Hey,
I'm the head programmer of my team 3339.

I want to teach my crew how to use PID properly and I'm having a hard time finding a good presentation that will explain each parameter and the general principals.

Moreover, I am looking for a simulation for PID in order to demonstrate how it works. The one I've found in LabVIEW is not responding fast enough as a real motor would.

Can you help me?

There are many, many threads on CD and the general internet about PID control. Try searching around.

Here's some good resources from NI:
Additionally, if you search through NI's website, they have some great (http://www.ni.com/white-paper/3782/en/) resources (http://www.ni.com/white-paper/6440/en/) about PID theory (and their examples are in LV). You can also view the complete help page for the PID VI here (http://zone.ni.com/reference/en-XX/help/370401J-01/lvpid/pid_vi/).

And here are some more resources:
The PID VI (http://zone.ni.com/reference/en-XX/help/370401J-01/lvpid/pid_vi/) is entirely mathematical (http://en.wikipedia.org/wiki/PID_controller) - it doesn't care what the inputs are, all it does it brings the error of the system (Setpoint - Process Variable) down to zero. It will work exactly the same with encoder rates and distances, provided that the SP and PV are scaled the same way (and the constants are tuned properly). I'd be more than happy to explain how some of the math works, if you'd like.

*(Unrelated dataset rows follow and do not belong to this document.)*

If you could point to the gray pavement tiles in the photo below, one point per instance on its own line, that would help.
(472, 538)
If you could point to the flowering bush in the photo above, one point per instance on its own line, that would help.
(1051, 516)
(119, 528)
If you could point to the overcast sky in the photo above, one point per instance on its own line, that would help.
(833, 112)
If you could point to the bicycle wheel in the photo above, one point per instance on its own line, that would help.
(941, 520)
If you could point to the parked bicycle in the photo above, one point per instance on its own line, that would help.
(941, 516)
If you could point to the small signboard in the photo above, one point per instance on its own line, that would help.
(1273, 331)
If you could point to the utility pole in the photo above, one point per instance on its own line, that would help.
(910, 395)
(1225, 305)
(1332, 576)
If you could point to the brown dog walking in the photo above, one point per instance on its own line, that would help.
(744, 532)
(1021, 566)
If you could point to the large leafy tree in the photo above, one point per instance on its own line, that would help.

As for your specific system issues, it just looks like the constants aren't tuned properly. Read a little bit about PID Theory (http://www.ni.com/white-paper/3782/en/) (also: wikipedia (http://en.wikipedia.org/wiki/PID_controller#PID_controller_theory)) and take a look at some tips (http://www.ni.com/white-paper/6440/en/#toc9) on designing a good controller (the rest of that page is helpful too). You may also want to start with the Ziegler-Nichols method (http://en.wikipedia.org/wiki/Ziegler%E2%80%93Nichols_method) for tuning (start with all zero, bring P up until it oscillates, add D to dampen and add I to correct for steady state error.

Just another note - if I remember, the LabVIEW implementation of the algorithm doesn't use Kp, Ki, and Kd as straight constants. It actually uses time constants (http://en.wikipedia.org/wiki/Time_constant) for I and D (so it has Kp, Ti, and Td). You can see details (http://zone.ni.com/reference/en-XX/help/370401J-01/lvpidmain/pid_vi_algs/) of the NI implementation here (http://zone.ni.com/reference/en-XX/help/370401J-01/lvpidmain/pid_algs/). You can verify this in the help popup (ctrl-H) for the VI. Plan your constants accordingly.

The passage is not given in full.